According to Sony, the technology is highly accurate at recording and relaying even the finest of movements, and with only six, color-coded sensors in total, Mocopi is likely to be a good step towards making the tech ubiquitously available.
With no wires or edge hardware beyond a phone needed, Mocopi will surely make mocap available to the masses—and for the low price of less than $400, this symbolizes the next step in virtual-physical interactions through giving users a relatively cheap and easy way to be able to control their virtual avatars in platforms like VRChat and more. We might even see the tech employed by virtual popstars to give holographic concerts from the comfort of their own homes.

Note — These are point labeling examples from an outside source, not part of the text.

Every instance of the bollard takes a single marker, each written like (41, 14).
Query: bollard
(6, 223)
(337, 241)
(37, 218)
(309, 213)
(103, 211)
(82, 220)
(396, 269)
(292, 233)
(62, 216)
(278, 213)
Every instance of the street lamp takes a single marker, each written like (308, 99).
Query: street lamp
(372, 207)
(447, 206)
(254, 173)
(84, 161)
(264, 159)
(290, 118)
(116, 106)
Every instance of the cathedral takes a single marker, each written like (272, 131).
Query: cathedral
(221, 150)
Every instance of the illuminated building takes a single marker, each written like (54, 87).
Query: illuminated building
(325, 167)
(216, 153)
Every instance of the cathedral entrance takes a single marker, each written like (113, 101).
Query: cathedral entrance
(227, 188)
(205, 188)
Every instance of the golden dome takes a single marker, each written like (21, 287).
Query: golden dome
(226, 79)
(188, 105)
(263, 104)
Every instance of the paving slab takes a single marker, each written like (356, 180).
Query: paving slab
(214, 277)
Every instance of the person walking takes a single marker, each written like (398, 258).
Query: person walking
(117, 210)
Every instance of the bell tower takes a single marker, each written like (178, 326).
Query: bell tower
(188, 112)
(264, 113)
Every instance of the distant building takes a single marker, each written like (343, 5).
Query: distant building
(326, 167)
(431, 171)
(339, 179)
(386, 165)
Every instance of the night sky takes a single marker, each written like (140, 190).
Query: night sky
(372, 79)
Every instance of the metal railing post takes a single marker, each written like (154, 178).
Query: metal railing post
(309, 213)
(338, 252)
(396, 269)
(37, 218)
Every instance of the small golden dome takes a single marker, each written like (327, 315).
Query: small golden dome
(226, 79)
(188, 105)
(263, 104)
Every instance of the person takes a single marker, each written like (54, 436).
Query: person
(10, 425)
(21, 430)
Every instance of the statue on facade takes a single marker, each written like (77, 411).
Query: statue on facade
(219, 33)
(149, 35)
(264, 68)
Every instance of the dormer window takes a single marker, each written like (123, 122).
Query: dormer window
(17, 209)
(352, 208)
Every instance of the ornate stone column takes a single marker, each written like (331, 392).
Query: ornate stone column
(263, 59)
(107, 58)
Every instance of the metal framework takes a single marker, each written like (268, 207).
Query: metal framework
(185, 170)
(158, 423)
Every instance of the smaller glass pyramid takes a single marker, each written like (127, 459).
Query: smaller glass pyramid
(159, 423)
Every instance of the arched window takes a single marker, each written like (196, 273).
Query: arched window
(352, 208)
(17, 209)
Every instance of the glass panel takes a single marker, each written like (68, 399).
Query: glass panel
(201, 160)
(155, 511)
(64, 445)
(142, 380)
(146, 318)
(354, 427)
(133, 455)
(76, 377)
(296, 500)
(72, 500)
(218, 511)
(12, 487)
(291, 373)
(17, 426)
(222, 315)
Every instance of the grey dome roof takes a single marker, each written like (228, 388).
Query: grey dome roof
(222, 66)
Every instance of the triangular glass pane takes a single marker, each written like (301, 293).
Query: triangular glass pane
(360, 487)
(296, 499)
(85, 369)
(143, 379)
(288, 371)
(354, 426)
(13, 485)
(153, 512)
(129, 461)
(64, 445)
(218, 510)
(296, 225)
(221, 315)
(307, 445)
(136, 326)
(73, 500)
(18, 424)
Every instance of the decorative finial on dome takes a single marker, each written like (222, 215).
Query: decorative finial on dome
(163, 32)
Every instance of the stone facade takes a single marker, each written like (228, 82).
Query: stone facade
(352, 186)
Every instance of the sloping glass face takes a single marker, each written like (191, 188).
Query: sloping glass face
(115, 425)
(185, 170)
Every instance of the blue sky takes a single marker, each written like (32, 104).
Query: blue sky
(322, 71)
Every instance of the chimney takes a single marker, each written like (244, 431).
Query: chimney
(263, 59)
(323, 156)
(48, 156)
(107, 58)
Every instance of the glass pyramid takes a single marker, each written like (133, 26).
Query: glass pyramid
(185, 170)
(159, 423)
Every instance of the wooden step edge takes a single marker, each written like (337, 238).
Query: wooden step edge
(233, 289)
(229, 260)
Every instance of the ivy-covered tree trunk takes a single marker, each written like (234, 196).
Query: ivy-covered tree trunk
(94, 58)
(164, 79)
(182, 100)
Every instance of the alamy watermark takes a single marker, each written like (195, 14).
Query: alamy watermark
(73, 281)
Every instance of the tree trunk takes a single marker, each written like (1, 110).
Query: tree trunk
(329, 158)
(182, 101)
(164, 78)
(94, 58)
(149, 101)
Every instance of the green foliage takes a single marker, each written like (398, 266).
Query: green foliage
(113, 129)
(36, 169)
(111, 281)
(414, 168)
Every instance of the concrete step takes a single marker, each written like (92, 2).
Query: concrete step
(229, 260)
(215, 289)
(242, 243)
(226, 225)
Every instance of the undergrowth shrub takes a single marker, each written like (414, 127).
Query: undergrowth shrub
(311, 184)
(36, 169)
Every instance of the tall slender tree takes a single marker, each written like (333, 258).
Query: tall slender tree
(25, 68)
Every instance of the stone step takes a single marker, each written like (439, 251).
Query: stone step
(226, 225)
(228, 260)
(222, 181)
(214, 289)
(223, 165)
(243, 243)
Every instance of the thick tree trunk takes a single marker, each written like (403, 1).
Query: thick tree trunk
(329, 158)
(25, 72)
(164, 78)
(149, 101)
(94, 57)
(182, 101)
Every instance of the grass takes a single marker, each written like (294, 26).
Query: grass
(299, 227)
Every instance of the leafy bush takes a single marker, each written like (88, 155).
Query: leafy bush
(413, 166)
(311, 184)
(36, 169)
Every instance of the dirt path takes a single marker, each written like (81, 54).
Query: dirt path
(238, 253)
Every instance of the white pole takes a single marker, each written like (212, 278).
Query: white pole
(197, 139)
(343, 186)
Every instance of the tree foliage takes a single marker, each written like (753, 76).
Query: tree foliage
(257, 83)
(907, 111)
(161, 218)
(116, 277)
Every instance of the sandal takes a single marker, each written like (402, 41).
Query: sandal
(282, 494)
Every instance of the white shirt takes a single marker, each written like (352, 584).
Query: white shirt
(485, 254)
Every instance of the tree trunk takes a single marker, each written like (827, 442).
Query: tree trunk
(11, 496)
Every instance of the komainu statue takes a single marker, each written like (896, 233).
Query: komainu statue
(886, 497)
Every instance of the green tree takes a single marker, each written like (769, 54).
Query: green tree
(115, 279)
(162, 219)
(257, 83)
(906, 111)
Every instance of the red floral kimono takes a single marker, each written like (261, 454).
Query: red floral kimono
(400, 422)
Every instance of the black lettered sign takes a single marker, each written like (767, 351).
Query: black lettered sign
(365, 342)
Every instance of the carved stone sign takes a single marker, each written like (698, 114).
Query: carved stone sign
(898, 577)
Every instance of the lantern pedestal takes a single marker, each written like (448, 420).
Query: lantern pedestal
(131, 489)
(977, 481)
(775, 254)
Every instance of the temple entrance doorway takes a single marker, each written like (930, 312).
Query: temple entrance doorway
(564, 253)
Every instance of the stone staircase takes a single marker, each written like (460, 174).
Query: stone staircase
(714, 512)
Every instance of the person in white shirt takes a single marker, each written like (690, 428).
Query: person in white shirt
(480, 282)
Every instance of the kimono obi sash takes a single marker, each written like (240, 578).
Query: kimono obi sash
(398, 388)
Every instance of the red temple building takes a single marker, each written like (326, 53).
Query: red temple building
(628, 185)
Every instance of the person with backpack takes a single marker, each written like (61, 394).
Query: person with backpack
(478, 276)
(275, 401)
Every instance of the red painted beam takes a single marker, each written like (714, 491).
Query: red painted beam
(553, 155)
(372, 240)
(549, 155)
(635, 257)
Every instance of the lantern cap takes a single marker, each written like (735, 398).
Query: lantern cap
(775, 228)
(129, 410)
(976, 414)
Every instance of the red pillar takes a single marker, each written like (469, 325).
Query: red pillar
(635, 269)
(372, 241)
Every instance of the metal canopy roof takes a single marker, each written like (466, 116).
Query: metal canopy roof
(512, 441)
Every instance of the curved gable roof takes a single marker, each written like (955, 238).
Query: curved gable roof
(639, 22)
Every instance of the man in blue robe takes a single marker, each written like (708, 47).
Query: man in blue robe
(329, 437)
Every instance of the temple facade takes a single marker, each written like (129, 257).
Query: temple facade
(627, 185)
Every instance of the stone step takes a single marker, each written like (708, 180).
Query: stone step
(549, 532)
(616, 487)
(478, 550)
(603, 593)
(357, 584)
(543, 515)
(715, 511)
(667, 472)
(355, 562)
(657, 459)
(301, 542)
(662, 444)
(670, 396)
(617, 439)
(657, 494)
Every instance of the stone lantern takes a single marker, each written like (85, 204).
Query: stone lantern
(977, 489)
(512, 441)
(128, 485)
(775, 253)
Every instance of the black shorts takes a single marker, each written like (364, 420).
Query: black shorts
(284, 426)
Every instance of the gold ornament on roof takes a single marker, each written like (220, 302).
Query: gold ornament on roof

A Mocap SDK For the Metaverse
On December 15th, Sony will provide an SDK through linking Mocopi with metaverse services, including game engine Unity and mocap app MotionBuilder, allowing users to expand the use of motion data for activities such as full-body tracking. To begin with, Mocopi will also be fully compatible with Meta’s Quest, one of the most popular VR headsets.
The SDK will amplify the potential use cases of motion data for different activities beyond just full-body tracking, potentially allowing the tech to work with software in new areas related to physical fitness and more—perhaps in a few years we could see Mocopi in our local gyms, relaying data to an app that feeds back information about our lifting form.
Mocopi sensors are easily paired to the app and strapped to the body in an uninvasive way, making use of bluetooth to connect to your phone. Once set up, you'll be able to see your in-app avatar reflect exactly what you're doing. The Mocopi is being designed for people interested in the metaverse as well as animators and filmmakers. Sony says they will be available in mid-December 2022 and they should be released in late January 2023, though there’s no word on the availability for North America just yet, it’s safe to expect more news next year.